Our agent/advisor survey respondents clearly indicated a preference towards traditional stand-alone long term care insurance and combo plans that included long term care accelerated death benefits and/or extension of benefit riders. It does not appear that chronic illness accelerated death benefit riders with contractual language and benefit payment methods similar to long term care riders appeal to many agents/advisors. It is not clear from the LIMRA data which insurance companies are using updated best practices re the HIPAA claims qualifying definition. We believe this contractual language matters to agents/advisors and consumers. Agents/advisors also indicated the expansion of life combo policies offering recurring premium options have made these products more accessible to more consumers.

Our initial takeaways from this data are:

  • Utility and value of “zero-premium living benefit” riders are unclear to agents/advisors or consumers.
  • Agents/advisors prefer long term care benefits over chronic illness benefits.
  • Entry-level premium matters.

Who is the Customer?
Agents/advisors agree that the best client to have a long term care planning discussion with has had a family member who needed long term care and/or they have been a caregiver themselves. Cost of care, desire not to be dependent on family, and control over type and location of long term care services are key consumer motivators.

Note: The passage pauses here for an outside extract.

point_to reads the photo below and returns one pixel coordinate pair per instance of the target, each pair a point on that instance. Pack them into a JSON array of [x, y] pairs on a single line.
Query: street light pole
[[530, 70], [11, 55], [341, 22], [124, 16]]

Considering that most of our respondents actively include long term care planning in their insurance and financial practices, it comes as no surprise that they proactively have the conversation with clients and have a high comfort level doing so. However, this comfort level may be exaggerated by our survey sample. A 2017 Consumer/Advisor survey by Lincoln Financial Group found that 28 percent of advisors found it difficult to discuss long term care with their clients, while only 12 percent of our respondents found it so. The Lincoln Financial Group2 survey reported that 76 percent of consumers would find it valuable if their advisor discussed long term care planning with them. Coincidentally, our survey respondents indicated that 75 percent of the time they raise the planning idea before their clients do.

Our initial takeaways from this data are:

  • Experiencing the hard truths of the long term care event continues to be a primary consumer motivator.
  • Proactive and systematic inclusion of the long term care planning discussion leads to sales success.
  • If the agent/advisor waits to be ”asked,” they either missed the sales opportunity or it is probably too late to help.

How–Best Practices–Is the Sale Made?
“Nothing happens until a sale is made.” These immortal words by Thomas J. Watson, Sr., speak directly to the proactive nature of sales success. With this in mind, we wished to determine if there are unifying practices successful agents/advisors use as they navigate consumers through the long term care planning discussion. Approximately 40 percent of those surveyed indicated the conversation began as a specific “dominant need” conversation. An almost equal number said long term care planning was part of their overall financial design process. Sixteen percent said the discussion was part of their life insurance review activity.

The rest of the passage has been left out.